Thoughts from the ESPA science conference

A couple of weeks ago, myself and other colleagues at Edinburgh participated in the annual Ecosystem Services for Poverty Alleviation (ESPA) science conference. Some of us have been involved with this programme for a few years, but the research is now reaching exciting levels of maturity, diversity, and a certain scale. For interdisciplinary researchers at the interface of natural and social science, it was an exciting place to be. I want to highlight a few things that struck me over the two days at the conference.

Whether you speak to communities of practitioners or academics about ecosystem services, the common association people will make is about monetary valuation: these concepts give the potential to make an economic case for nature. Whilst I am not opposed to this in principle, and can see the importance of such strategies in particular for people and organisations that advocate for nature, one refreshing thing about the ESPA community is that its members tend to highlight plural and non-economic values of ecosystem services. Such values are perhaps more appropriate for thinking about the ecosystem services that flow directly in to the livelihoods of poor people in the global south: many are not bought and sold, and their importance might be high even though people’s willingness to pay for them is necessarily limited by their means. 

The ESPA community is also a refreshing place to be because when you say ‘ecosystem services’ to them, they do not necessarily say ‘payments for ecosystem services’ back to you. While there is much global hype around this policy mechanism, many researchers involved in the ESPA community have had extensive research careers in developing countries.
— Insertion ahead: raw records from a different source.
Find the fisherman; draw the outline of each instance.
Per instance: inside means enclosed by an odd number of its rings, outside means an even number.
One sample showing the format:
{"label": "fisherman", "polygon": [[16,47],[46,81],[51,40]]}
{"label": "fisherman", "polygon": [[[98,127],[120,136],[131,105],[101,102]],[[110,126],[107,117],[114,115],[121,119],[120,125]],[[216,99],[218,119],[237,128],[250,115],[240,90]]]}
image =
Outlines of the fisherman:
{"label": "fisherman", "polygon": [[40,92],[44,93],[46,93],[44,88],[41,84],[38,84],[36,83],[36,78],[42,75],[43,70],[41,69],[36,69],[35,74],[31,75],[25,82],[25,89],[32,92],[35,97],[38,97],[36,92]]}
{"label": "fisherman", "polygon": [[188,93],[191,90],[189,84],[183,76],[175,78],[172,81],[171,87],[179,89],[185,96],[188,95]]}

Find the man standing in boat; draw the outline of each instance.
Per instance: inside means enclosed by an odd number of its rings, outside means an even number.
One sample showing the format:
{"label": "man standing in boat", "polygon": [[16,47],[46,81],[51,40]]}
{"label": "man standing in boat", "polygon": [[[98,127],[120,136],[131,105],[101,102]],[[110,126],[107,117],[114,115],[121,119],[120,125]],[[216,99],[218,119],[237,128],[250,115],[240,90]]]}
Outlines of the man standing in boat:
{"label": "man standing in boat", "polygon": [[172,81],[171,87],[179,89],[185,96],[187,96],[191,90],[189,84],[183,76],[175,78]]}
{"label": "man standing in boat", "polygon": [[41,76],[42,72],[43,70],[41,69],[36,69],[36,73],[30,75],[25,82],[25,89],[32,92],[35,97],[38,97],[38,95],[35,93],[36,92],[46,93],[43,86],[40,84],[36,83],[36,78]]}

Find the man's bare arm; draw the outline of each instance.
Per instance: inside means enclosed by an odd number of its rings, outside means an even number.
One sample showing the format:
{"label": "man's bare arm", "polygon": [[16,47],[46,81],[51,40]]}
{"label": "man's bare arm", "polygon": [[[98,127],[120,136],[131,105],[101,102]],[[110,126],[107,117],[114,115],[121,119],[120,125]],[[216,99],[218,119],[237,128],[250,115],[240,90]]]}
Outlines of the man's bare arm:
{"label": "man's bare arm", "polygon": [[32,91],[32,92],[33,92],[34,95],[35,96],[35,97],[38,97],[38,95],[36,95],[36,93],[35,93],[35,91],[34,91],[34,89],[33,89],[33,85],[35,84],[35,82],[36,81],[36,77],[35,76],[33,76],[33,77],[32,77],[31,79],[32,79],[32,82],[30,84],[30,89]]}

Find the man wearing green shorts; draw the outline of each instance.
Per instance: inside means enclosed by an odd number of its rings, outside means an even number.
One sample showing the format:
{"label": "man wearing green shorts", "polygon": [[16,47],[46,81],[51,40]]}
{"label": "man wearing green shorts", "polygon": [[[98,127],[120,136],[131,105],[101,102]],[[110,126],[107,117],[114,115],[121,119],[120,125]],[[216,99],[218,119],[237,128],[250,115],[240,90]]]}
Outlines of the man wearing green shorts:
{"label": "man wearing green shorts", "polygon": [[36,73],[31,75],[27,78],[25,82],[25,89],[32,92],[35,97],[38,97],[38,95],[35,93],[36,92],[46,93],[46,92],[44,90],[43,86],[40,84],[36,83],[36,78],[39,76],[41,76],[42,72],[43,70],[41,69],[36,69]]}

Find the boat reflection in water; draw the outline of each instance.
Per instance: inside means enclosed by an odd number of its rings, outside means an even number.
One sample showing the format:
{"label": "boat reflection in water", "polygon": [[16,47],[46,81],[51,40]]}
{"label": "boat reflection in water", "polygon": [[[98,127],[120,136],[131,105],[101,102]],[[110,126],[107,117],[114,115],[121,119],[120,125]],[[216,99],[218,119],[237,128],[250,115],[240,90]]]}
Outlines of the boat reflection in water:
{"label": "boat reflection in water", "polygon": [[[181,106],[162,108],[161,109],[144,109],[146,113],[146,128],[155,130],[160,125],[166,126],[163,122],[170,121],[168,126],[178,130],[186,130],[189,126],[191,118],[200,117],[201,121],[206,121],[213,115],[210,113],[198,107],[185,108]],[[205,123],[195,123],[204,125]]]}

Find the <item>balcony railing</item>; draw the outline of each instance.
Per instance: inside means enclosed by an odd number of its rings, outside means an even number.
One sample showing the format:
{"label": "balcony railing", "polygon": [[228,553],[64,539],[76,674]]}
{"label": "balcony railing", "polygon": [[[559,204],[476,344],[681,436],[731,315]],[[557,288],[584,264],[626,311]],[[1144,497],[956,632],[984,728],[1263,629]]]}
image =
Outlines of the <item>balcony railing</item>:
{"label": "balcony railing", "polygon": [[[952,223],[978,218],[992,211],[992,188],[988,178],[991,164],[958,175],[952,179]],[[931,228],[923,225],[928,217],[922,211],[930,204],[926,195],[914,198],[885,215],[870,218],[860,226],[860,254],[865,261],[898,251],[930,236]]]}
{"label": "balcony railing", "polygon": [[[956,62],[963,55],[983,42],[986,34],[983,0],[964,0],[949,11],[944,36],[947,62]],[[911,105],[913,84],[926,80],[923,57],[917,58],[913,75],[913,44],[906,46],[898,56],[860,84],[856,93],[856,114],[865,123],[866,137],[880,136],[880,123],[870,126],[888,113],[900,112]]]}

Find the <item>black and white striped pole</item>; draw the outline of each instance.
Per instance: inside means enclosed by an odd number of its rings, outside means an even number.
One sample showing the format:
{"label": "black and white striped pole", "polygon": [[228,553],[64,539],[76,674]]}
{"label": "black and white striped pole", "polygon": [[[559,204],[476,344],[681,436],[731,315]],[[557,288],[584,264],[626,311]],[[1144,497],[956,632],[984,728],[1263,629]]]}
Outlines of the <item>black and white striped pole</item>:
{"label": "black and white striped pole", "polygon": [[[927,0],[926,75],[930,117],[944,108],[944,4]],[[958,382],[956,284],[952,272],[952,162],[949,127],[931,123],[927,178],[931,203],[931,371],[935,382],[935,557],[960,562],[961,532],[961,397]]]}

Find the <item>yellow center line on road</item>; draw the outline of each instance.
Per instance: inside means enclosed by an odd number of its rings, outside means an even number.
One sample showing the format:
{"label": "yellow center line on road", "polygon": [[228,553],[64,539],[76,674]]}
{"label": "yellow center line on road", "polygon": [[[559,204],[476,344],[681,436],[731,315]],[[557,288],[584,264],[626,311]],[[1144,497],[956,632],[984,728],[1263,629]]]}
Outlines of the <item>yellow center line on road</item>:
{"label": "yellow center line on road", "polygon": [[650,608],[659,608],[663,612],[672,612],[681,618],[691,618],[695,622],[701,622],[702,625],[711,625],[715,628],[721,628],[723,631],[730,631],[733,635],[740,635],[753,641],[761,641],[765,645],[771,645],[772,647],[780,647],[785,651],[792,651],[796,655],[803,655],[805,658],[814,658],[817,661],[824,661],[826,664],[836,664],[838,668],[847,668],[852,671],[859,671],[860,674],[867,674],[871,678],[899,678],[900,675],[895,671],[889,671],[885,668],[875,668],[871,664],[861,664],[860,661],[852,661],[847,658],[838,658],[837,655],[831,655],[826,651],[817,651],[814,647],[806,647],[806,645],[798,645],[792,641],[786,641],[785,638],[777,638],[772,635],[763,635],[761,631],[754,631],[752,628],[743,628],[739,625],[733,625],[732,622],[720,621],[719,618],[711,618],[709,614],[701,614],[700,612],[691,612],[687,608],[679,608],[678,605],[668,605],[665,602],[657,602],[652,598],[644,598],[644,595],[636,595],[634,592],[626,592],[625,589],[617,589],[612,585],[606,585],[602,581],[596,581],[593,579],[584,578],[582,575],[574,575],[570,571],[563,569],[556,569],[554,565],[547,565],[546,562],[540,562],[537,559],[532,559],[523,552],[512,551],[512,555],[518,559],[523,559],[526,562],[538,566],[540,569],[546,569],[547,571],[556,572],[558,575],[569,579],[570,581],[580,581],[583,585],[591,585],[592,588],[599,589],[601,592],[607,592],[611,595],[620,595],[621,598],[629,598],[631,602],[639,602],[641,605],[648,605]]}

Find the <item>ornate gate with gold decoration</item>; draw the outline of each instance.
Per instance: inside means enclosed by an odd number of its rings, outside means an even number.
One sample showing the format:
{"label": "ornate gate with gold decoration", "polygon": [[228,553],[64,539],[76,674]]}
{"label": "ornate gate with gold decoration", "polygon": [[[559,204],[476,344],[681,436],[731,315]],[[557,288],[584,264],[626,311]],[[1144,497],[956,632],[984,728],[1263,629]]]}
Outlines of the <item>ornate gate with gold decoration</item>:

They are keenly aware that from the point of view of the poorest, PES may have little to offer. Policy instruments do not become pro-poor by accident. Rather, it requires sustained attention to everything that perpetuates marginalisation in a local setting, and PES tend not to be motivated towards this objective nor necessarily able to achieve it on the side.
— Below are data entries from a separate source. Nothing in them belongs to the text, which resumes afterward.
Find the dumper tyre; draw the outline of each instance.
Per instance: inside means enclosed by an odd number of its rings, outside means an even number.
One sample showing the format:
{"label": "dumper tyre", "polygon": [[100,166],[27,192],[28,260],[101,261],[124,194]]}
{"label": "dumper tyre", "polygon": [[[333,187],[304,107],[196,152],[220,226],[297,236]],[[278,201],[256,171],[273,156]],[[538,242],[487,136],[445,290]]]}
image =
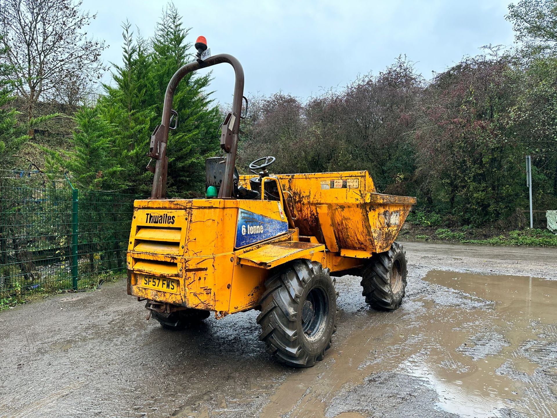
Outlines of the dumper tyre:
{"label": "dumper tyre", "polygon": [[203,319],[209,318],[211,312],[188,308],[172,312],[168,317],[153,312],[153,317],[165,329],[179,331],[198,325]]}
{"label": "dumper tyre", "polygon": [[279,361],[310,367],[323,359],[336,330],[335,279],[318,263],[297,260],[265,282],[259,339]]}
{"label": "dumper tyre", "polygon": [[388,251],[374,256],[362,273],[361,294],[378,310],[394,310],[404,297],[406,255],[402,246],[393,242]]}

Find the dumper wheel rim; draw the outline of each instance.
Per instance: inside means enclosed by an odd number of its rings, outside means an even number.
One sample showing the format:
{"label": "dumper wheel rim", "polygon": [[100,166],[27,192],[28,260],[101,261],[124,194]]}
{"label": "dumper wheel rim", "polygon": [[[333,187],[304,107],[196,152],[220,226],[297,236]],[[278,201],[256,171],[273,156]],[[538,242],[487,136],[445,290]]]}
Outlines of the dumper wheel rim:
{"label": "dumper wheel rim", "polygon": [[402,281],[402,266],[400,260],[395,260],[390,274],[390,288],[393,293],[399,293],[403,286]]}
{"label": "dumper wheel rim", "polygon": [[379,310],[398,309],[405,294],[407,274],[403,247],[393,242],[388,251],[374,255],[362,273],[365,302]]}
{"label": "dumper wheel rim", "polygon": [[211,312],[202,309],[188,308],[173,312],[168,317],[153,312],[153,317],[158,320],[165,329],[179,331],[198,325],[203,319],[209,318]]}
{"label": "dumper wheel rim", "polygon": [[265,288],[257,323],[267,351],[296,367],[322,360],[336,330],[338,294],[329,269],[295,260],[272,275]]}

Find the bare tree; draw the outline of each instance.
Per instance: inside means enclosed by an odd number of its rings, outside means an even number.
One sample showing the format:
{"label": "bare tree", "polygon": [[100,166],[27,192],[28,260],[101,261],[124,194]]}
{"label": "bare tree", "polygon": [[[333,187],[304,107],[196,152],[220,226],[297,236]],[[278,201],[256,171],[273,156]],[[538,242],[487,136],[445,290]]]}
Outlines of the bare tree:
{"label": "bare tree", "polygon": [[[100,55],[104,42],[87,37],[96,14],[80,11],[74,0],[0,0],[0,59],[20,79],[28,120],[41,96],[52,98],[79,82],[91,82],[106,70]],[[78,89],[79,90],[79,89]],[[32,134],[32,133],[30,133]]]}

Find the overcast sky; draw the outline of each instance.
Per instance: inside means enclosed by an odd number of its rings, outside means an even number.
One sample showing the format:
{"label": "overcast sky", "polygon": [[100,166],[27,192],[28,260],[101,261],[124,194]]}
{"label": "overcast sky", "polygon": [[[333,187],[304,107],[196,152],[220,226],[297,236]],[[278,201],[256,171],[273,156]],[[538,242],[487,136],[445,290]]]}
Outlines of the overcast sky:
{"label": "overcast sky", "polygon": [[[305,99],[343,87],[358,74],[377,74],[405,54],[429,79],[485,45],[510,45],[505,20],[510,0],[175,0],[189,39],[207,39],[212,55],[238,58],[245,93],[279,90]],[[90,33],[110,47],[104,60],[121,62],[121,22],[127,18],[144,36],[153,35],[165,3],[84,0],[97,13]],[[213,67],[216,98],[232,100],[233,71]],[[109,77],[106,77],[106,81]],[[246,95],[247,95],[246,94]]]}

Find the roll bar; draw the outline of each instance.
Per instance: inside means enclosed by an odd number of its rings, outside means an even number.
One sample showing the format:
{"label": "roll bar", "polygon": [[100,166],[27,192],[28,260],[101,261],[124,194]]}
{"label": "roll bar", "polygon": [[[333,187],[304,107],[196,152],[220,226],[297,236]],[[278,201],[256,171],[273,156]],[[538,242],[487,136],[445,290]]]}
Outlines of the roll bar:
{"label": "roll bar", "polygon": [[236,161],[236,151],[238,148],[238,134],[240,132],[240,116],[242,113],[242,98],[243,96],[244,75],[243,69],[238,60],[227,54],[221,54],[209,57],[204,61],[198,59],[181,67],[172,76],[167,91],[164,95],[164,105],[163,107],[163,117],[159,125],[155,128],[151,135],[151,143],[149,157],[154,158],[157,162],[154,167],[147,168],[154,176],[153,179],[153,188],[151,198],[164,199],[166,196],[167,174],[168,171],[168,158],[167,157],[167,143],[168,141],[168,131],[170,118],[173,113],[172,100],[178,83],[186,74],[199,69],[212,65],[227,62],[232,66],[236,74],[234,84],[234,98],[232,99],[232,111],[227,116],[222,127],[221,137],[221,148],[226,153],[224,166],[224,175],[218,192],[219,198],[232,197],[232,182],[234,177],[234,166]]}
One thing that excited me about the ESPA science conference was the array of methods being used by projects, sometimes achieving impressive opportunities for triangulating different types of social and ecological data. This can tell a more complete story, but more than that, can lead to methodological innovation. One particular example of this was introduced by Katherine Homewood at the closing plenary, telling us about the ‘BEST’ project, which uses a combination of long-standing ethnographic datasets, and more novel methods such as choice experiments and experimental games to understand household (and indeed, intra-household) decision-making related to the management of East African savannas.
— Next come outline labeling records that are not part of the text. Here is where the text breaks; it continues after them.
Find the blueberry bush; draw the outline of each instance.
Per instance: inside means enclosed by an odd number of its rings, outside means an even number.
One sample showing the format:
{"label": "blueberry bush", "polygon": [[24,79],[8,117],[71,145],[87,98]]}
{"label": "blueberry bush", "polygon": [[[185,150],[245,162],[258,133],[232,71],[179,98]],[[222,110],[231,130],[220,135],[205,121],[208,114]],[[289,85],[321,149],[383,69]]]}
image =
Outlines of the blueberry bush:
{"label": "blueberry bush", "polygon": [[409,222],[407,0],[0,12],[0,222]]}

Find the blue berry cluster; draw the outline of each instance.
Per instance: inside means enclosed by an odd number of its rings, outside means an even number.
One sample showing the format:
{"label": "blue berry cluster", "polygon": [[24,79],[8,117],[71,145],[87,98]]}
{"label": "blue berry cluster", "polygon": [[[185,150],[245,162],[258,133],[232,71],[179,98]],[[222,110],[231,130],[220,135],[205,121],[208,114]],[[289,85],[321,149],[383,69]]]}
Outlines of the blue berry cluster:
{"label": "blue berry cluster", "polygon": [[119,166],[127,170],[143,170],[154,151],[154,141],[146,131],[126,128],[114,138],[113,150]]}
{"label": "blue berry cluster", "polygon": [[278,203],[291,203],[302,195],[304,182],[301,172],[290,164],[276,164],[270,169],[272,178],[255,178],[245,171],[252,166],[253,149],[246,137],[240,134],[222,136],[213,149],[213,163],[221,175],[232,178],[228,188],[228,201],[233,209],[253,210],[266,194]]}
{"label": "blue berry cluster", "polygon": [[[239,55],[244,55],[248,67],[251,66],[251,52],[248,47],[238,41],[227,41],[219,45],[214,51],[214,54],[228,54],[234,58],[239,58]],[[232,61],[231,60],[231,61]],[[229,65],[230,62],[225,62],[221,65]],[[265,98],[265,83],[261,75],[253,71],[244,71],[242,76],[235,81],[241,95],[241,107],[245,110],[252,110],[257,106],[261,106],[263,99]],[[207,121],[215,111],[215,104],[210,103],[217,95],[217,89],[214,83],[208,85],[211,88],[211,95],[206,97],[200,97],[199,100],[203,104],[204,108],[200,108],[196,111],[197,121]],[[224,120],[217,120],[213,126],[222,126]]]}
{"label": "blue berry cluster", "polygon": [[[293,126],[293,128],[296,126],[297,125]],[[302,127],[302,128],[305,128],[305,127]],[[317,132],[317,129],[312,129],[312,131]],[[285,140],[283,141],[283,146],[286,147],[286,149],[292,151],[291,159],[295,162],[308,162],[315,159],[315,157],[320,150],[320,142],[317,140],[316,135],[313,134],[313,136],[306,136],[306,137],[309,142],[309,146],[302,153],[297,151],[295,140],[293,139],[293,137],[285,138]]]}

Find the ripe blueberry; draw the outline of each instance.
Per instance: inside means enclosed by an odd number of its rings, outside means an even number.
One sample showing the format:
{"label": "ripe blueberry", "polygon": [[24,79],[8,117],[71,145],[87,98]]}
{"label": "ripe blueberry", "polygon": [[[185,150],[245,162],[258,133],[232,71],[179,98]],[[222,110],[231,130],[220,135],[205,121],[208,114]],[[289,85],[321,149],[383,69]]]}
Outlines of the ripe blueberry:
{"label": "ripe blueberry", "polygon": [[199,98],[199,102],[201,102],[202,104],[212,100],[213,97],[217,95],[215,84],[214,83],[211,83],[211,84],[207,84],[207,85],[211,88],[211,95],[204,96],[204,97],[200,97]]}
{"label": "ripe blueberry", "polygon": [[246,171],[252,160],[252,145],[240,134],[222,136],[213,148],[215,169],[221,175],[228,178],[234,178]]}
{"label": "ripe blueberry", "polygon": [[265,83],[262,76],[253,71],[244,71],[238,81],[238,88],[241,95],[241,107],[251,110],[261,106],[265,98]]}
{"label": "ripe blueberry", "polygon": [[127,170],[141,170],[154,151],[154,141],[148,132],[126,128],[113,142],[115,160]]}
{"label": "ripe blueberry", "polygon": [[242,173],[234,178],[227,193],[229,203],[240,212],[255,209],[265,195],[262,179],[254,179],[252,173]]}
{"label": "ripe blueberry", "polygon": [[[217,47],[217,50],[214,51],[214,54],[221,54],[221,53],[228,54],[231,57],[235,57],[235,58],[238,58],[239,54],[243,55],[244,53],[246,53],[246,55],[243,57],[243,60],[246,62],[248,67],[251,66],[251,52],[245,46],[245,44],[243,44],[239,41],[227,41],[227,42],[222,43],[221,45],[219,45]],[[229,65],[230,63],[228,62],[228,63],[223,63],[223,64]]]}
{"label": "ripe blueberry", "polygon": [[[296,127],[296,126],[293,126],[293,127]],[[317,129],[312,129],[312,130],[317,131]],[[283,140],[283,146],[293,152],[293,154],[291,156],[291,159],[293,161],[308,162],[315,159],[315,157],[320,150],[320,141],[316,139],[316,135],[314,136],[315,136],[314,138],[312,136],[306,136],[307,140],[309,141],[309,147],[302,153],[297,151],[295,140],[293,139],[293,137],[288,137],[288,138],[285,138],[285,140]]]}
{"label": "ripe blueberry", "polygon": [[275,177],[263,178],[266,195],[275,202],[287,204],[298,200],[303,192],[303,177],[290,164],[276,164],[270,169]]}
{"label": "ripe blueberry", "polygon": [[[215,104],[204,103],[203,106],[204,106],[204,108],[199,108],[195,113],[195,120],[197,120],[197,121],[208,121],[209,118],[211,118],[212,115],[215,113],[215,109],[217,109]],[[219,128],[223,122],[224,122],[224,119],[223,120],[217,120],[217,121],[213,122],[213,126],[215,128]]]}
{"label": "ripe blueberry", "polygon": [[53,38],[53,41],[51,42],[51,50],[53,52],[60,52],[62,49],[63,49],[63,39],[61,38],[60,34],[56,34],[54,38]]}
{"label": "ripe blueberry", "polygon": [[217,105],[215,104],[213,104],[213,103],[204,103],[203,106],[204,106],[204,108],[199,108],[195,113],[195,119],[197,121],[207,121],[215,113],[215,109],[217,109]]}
In the final panel discussion, we discussed the overarching theme of the conference: trade-offs. We discussed the characteristics that trade-offs take in places where people are directly dependent on ecosystem services. There was the suggestion that all ecosystem services trade-offs are fundamentally social trade-offs. Is this an attempt by social scientists to colonise the social-ecological middle ground, or is this a necessary truth? One thing about ecosystem services concepts that sometimes troubles me is their anthropocentric orientation. However, on the other hand this logic may suggest it is a necessary truth that there is no ecosystem service without a human beneficiary. Hence, every ecosystem service trade-off must be in essence a social trade-off. On this theme, one panelist wrapped up by remembering this quote from C S Lewis: 

“What we call man’s [sic] power over nature turns out to be a power exercised by some men over other men with nature as its instrument.”